Queridos hermanos y hermanas,

¡Bienvenidos! ¡Y gracias por su afecto! Agradezco a Arzobispo Marek sus amables palabras y saludo fraternalmente al Cardenal Stanislao y a los Obispos presentes.

Usted ha venido como representante de la santa Iglesia de Dios en Cracovia, que me recibió con los brazos abiertos en el verano de 2016 . Usted se ha reunido con sus pastores y personas consagradas para agradecer a Dios por la vida y el pontificado de San Juan Pablo II , cerca del 40 aniversario de su elección a la Sede de Pedro. Les saludo cordialmente a todos, especialmente a los pobres, los enfermos y los muchos jóvenes que participan en la peregrinación.

San Juan Pablo IIenriqueció a la Iglesia universal con una gran cantidad de dones, que en gran parte heredó del tesoro de la fe y la santidad de su tierra y de su Iglesia. Trajo en su corazón y, por así decirlo, en carne los testimonios de los santos de Cracovia: desde San Stanislao y Santa Edvige Regina, hasta Sant’Alberto y Santa Faustina. De ellos aprendió la dedicación ilimitada a Dios y la gran sensibilidad para cada hombre; Dedicación y sensibilidad manifestadas en su ministerio sacerdotal, episcopal y papal. Que recibió de Dios el gran don de saber leer los signos de los tiempos a la luz del Evangelio, y lo hizo ganar el beneficio de la forma de su pueblo, a su gente, y en los diversos acontecimientos dolorosos que nunca perdió la fe en Dios y Fidelidad a la propia cultura arraigada en el espíritu cristiano.

Fiel a estas raíces, trató de hacer que la Iglesia fuera un guardián de los derechos inalienables del hombre, de la familia y de los pueblos, a ser un signo de paz, justicia y desarrollo integral para toda la familia humana. Al mismo tiempo, Él siempre ha enfatizado la prioridad de la gracia y la obediencia a la voluntad de Dios, antes de cualquier cálculo humano.

Esta rica herencia, que San Juan Pablo II nos ha dejado, es para nosotros, y especialmente para nuestros compatriotas, un desafío para ser fieles a Cristo y responder con alegre dedicación al llamado a la santidad, que el Señor dirige a cada uno y Cada uno de nosotros, en nuestra situación personal, familiar y social específica.

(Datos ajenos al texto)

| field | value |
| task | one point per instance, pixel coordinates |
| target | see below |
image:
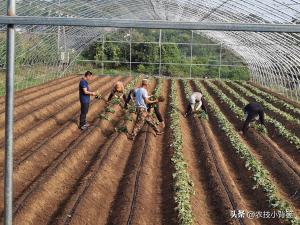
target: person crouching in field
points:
(141, 101)
(150, 107)
(196, 98)
(118, 91)
(253, 111)
(84, 97)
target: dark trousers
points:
(251, 117)
(157, 112)
(189, 109)
(84, 110)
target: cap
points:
(144, 81)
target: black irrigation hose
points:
(136, 184)
(78, 200)
(229, 194)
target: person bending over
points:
(84, 98)
(195, 99)
(150, 107)
(117, 91)
(141, 101)
(253, 111)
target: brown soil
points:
(211, 204)
(43, 129)
(153, 203)
(63, 169)
(277, 105)
(25, 98)
(65, 176)
(39, 88)
(285, 149)
(42, 102)
(279, 96)
(284, 173)
(290, 125)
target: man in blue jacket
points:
(84, 97)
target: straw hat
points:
(119, 86)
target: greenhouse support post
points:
(9, 107)
(220, 60)
(191, 59)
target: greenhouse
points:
(204, 168)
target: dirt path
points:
(274, 103)
(51, 109)
(43, 101)
(42, 130)
(295, 104)
(283, 148)
(290, 125)
(63, 174)
(210, 204)
(34, 91)
(153, 203)
(284, 175)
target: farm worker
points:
(155, 107)
(117, 91)
(253, 111)
(84, 97)
(130, 96)
(141, 101)
(151, 107)
(196, 97)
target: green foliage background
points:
(173, 52)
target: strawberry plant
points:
(110, 110)
(271, 98)
(183, 184)
(122, 129)
(260, 175)
(238, 112)
(103, 116)
(267, 105)
(279, 128)
(188, 92)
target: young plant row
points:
(131, 109)
(183, 184)
(117, 101)
(280, 129)
(271, 98)
(239, 113)
(260, 175)
(267, 105)
(188, 92)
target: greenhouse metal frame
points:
(264, 33)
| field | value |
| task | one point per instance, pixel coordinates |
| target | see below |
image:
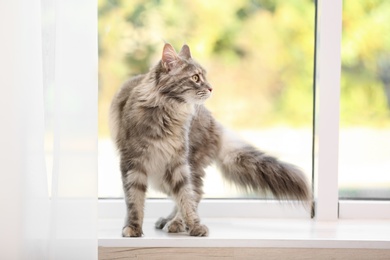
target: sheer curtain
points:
(48, 129)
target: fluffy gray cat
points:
(166, 137)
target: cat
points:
(166, 137)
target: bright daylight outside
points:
(260, 61)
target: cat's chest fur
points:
(169, 145)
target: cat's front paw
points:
(132, 231)
(199, 231)
(175, 226)
(160, 224)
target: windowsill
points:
(258, 232)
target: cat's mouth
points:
(204, 94)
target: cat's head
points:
(180, 78)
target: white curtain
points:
(48, 129)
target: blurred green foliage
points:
(259, 55)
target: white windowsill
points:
(263, 233)
(296, 230)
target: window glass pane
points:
(365, 101)
(259, 58)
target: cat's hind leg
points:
(135, 186)
(179, 179)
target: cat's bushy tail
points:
(252, 170)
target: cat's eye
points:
(195, 78)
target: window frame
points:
(328, 206)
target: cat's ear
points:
(169, 57)
(185, 52)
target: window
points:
(259, 57)
(365, 101)
(287, 108)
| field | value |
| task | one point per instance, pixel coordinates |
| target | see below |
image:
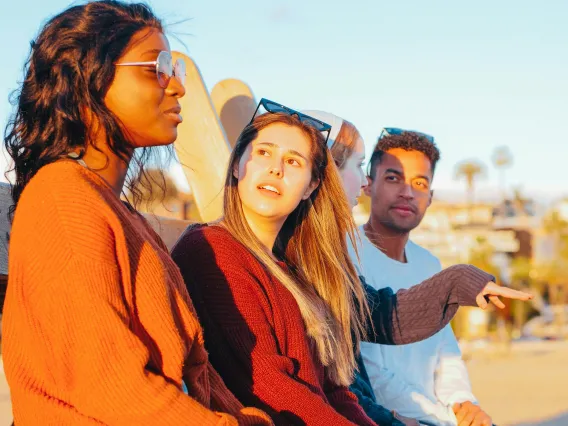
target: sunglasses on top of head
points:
(388, 131)
(275, 108)
(165, 68)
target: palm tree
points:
(502, 159)
(470, 170)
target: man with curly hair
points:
(428, 380)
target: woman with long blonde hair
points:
(280, 300)
(281, 303)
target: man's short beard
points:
(389, 224)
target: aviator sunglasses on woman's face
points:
(165, 70)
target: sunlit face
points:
(149, 113)
(400, 192)
(275, 173)
(352, 175)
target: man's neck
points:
(390, 242)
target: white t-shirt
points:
(421, 380)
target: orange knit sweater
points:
(98, 326)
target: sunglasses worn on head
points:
(274, 108)
(387, 131)
(165, 70)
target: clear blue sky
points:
(475, 75)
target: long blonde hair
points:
(313, 244)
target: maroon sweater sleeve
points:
(229, 293)
(414, 314)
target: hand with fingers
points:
(469, 414)
(491, 293)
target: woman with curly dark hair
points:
(98, 325)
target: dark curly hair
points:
(409, 141)
(69, 71)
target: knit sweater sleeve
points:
(230, 295)
(414, 314)
(73, 295)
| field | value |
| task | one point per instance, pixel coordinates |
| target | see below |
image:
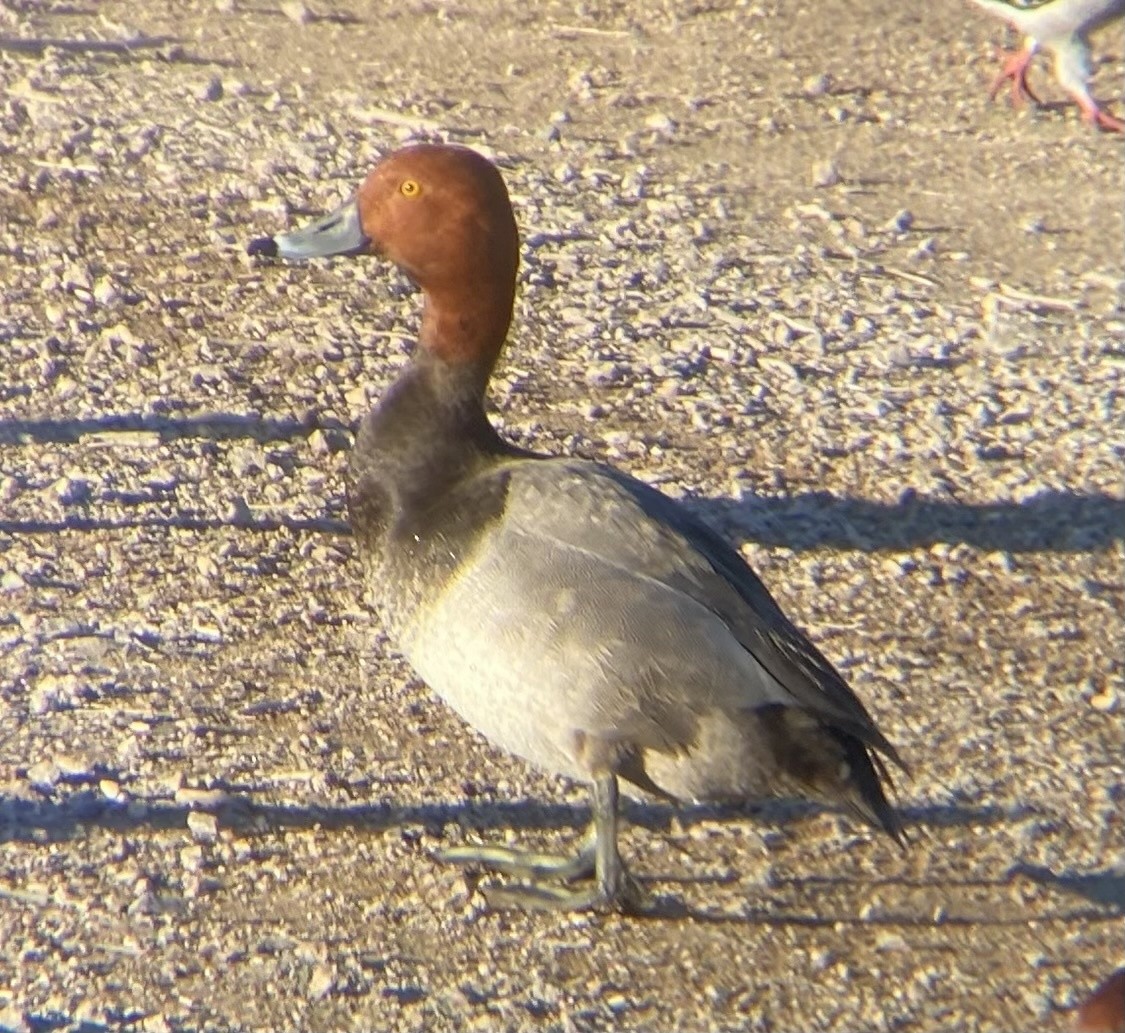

Queridos hermanos y hermanas, ¡San Juan Pablo II no deja de cuidar la Iglesia en Cracovia, que tanto amaba! Desde el cielo acompaña tu viaje: familias, jóvenes y abuelos, sacerdotes, religiosos y todas las personas consagradas; Los más desfavorecidos, los que sufren. Yo también confío en ti con su intercesión. Les agradezco su visita y los bendigo a todos ya toda la comunidad diocesana de Cracovia. Por favor no olvides orar por mi.

Y, antes de darles la bendición, los invito a todos a rezar un Ave María a Nuestra Señora.